And this, just for emphasis: Father Gagged, Found Guilty Of ‘Family Violence’ For Calling His Trans Daughter A ‘She’.

The court also emphasized that Clark must not allow relevant documents (petitions, affidavits, letters, court orders, etc.) to come into the hands of third parties not “authorized by order of this court,” or with “written consent” from his daughter.

While forbidding Clark to speak to the public about his daughter’s case, [bc supreme Court Justice] Marzari stated that she was not overriding Clark’s “freedom of thought and speech.” “There is no requirement that [Clark] change his views about what is best for [Maxine],” she explained. “It is only how he expresses those views privately to [Maxine] and publicly to third parties that is affected.”
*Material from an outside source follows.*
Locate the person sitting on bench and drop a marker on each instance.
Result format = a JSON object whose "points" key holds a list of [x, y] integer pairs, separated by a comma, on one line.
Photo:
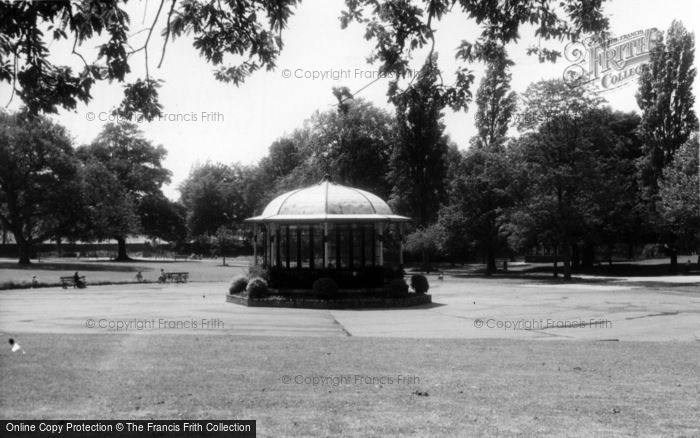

The fact that Clark is now not allowed to express his views publicly to anyone at all was, apparently, understood to be a fairly imposed consequence for his previous court-objected behavior. Had he strictly abstained from referring to his daughter “as a girl or with female pronouns,” he might not have been guilty of family violence and so subject to this order.

While the judge’s view of matters enjoys support on the political left, some feel the ruling is biased and politically motivated. Kari Simpson, president of Canadian pro-family organization Culture Guard, argued that Marzari’s decision severely limits Clark’s freedom of speech. Citing Marzari’s significant and recent history of LGBT and pro-abortion activism before her 2017 appointment to the BC Supreme Court, Simpson argued that she was operating as an “activist judge” more interested in delivering a ruling convenient to her cause than enforcing laws designed to protect families and children.

Unfortunately, the gag order on Clark makes it difficult to report his reaction to this new development in his case. In the meantime, his appeal of the court’s original ruling regarding testosterone injections is set to be heard on May 14.

Freedom of speech in Canada includes the provision that a judge can stop someone from saying what they think in public. A totally moronic age, perhaps, but actually an age of deep evil, which is getting worse! The thing is that everyone knows how insane all this is, but no one is allowed to say it.